Unos cazas atraviesan el cielo de Madrid, añadiendo mayor estruendo si cabe al que ya dejan los monoplazas del circuito de Fórmula 1 en torno al recinto ferial de Ifema, cuando un grupo de seguidores atienden las preguntas de este medio. “¿Has pillado la matrícula?”, bromea uno de ellos. Apasionados de este deporte, el ruido no les molesta, les alienta. Proceden de diferentes municipios de la Comunidad de Madrid y al ser preguntados sobre si tenían ganas de que llegara este día responden con ironía: “Ninguna”. “Somos fans de toda la vida, antes de Fernando Alonso”, dice uno de ellos. “Cuando empezó Schumacher”, añade otro amigo. “¡Antes! ¡Yo recuerdo la hostia de Senna!”, apostilla un tercero.

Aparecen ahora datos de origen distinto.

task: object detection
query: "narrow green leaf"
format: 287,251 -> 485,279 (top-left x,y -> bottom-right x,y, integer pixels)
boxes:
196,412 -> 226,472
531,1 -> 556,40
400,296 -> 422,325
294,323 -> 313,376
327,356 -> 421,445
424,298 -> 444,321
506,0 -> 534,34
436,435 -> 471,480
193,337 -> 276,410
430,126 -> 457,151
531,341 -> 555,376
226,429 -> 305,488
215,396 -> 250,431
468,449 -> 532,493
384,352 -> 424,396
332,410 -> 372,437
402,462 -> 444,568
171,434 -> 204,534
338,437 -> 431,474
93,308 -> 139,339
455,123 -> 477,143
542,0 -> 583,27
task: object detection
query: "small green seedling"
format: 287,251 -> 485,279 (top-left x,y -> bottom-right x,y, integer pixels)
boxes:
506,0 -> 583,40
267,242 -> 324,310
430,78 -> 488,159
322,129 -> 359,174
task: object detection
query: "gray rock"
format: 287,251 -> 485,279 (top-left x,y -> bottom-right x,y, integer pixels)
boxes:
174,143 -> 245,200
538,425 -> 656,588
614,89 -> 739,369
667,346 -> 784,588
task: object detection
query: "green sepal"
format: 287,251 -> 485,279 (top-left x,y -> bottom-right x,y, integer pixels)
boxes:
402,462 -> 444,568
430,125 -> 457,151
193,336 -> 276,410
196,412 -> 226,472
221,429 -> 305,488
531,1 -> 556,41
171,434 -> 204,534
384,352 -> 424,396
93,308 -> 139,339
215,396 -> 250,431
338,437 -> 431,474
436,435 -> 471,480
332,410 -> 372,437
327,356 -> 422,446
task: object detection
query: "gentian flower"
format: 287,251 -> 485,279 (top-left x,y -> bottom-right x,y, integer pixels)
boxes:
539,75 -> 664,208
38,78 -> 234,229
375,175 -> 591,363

Todos ellos han estado ya en el Gran Premio de Catalunya y de momento se quedan con Madring. Claro que no son objetivos: “Nos pilla cerca de casa y el agua es la mejor”, dice uno con socarronería. “En Madrid todos los grandes eventos siempre funcionan bien”, sostiene uno de los miembros más entusiastas del grupo. No han tenido problema en el transporte en Metro desde diferentes puntos de la región, al menos en una primera jornada donde el número de espectadores es inferior.

Sobre los precios, admiten que “la entrada es una hostia guapa”, pero comentan que similar a la de Montmeló. Respecto al coste de la comida, la bebida o el merchandising también concluyen que son “caros, pero parecidos”. Los diferentes puestos de comida (española, asiática, mexicana, italiana, de empadas argentinas...) se encadenan en la zona sur, donde se ubican los espectadores que acceden a sus asientos por la estación de Feria de Madrid (línea 8). Una cerveza cuesta 7 euros; un refresco 4,50; una botella de agua 3,50; una napolitana 4; un burrito 14 y un castizo bocata de calamares 11,50.